More than 40% of primary care networks (PCNs) are not configured to the size recommended by policy guidance, a National Institute for Health Research (NIHR) study has found.
The study found that 30% of PCNs have a list size of more than 50,000 patients, 5% cover more than 80,000, and 7% are undersized – covering less than 30,000 patients.
Meanwhile 58% cover a patient population of between 30,000 and 50,000 – the PCN size recommended by NHS England.
The study, which looked at the 1250 PCNs in operation as of January 2020, also found a range of different organisational structures and some ‘peculiar’ network configurations.
This included PCNs that contain two ‘super’ practices but cover nearly 100,000 people, networks composed of a single practice, and those that are made up of 10 different practices.

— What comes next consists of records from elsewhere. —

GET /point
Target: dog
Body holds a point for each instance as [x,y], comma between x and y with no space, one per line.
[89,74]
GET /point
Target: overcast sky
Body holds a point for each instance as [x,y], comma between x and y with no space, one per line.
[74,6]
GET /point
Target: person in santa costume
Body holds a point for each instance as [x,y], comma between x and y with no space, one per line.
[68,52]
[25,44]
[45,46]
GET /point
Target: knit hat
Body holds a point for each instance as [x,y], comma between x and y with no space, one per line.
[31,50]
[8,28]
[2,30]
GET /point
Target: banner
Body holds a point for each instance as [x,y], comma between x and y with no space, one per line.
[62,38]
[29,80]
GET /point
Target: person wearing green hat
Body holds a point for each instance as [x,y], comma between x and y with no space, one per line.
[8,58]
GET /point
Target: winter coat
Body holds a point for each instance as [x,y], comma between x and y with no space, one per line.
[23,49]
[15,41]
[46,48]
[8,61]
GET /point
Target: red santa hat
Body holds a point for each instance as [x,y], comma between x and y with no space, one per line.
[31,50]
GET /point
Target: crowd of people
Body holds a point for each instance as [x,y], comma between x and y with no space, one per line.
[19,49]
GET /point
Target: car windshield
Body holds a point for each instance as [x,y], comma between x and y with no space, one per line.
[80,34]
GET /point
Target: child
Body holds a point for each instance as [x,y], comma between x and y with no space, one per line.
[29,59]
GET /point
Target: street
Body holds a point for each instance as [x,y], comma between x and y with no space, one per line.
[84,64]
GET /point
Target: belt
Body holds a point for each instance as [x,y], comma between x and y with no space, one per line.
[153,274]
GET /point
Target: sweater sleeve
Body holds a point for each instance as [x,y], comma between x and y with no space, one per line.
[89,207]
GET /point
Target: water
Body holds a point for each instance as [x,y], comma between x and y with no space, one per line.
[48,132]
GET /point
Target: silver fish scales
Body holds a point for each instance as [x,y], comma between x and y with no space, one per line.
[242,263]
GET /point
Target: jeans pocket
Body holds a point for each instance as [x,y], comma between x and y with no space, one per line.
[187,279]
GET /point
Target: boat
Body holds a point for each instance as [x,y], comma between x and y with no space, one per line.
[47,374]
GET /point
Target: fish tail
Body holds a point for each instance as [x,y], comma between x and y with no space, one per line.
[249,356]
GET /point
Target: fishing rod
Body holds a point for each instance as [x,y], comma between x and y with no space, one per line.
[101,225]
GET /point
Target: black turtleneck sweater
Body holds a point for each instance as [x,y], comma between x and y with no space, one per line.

On average, a PCN is composed of five practices, the report said, but at the extremes 34 networks comprise a single practice, while 77 contain more than 10 practices.
There were also marked differences in the sociodemographic and epidemiological pressures that PCNs face, the study found, with undersized PCNs serving higher proportions of people living in rural areas, predominantly older people, and people with associated healthcare needs.
The researchers concluded that this ‘substantial variation’ in the size, composition and characteristic of PCNs was likely to pose a risk to their future performance.
Relationship with commissioners
The study was carried out by the NIHR Policy Research Unit for health and social care systems and is the first independent national evaluation of the size and characteristics of PCNs.
It also found significant variation in how many networks sit under a single CCG, with examples of one PCN to three CCGs, and more than 42 PCNs to one CCG uncovered.
Only six of the 135 CCGs managed to get all PCNs in the targeted 30,000 to 50,000 list size, the study found, and in seven CCGs all PCNS are outside that expected range.
The researchers suggested that the variation in network size and characteristics may also have an impact on the relationships between PCNs and their commissioners – namely CCGs, who will be responsible for operationalising the PCN contract and monitoring performance.
‘The ability of CCGs to perform their core functions of purchasing, regulation, and financing may depend on the relative sizes of the PCNs that have emerged in their area,’ they said.
Practice-level satisfaction
The report also pointed to the recent merging of some CCGs into larger groups and the ‘uncertainty’ around their role in the newly developing integrated care systems.
It said that research has shown effective commissioning of primary care services requires detailed local knowledge of practices and populations – and relationships between PCNs and CCGs will therefore be ‘crucial’ in determining outcomes from this new policy.
The researchers concluded that the variation in PCNs is a consequence of the decision to allow practices to choose their local configuration, albeit with CCG oversight, which they said may have helped to ensure ‘good collaborative relationships’ between constituent members.
But little is currently known about practice-level satisfaction with local PCN arrangements or the strength of inter-practice relationships, they added, which is crucial to their future delivery.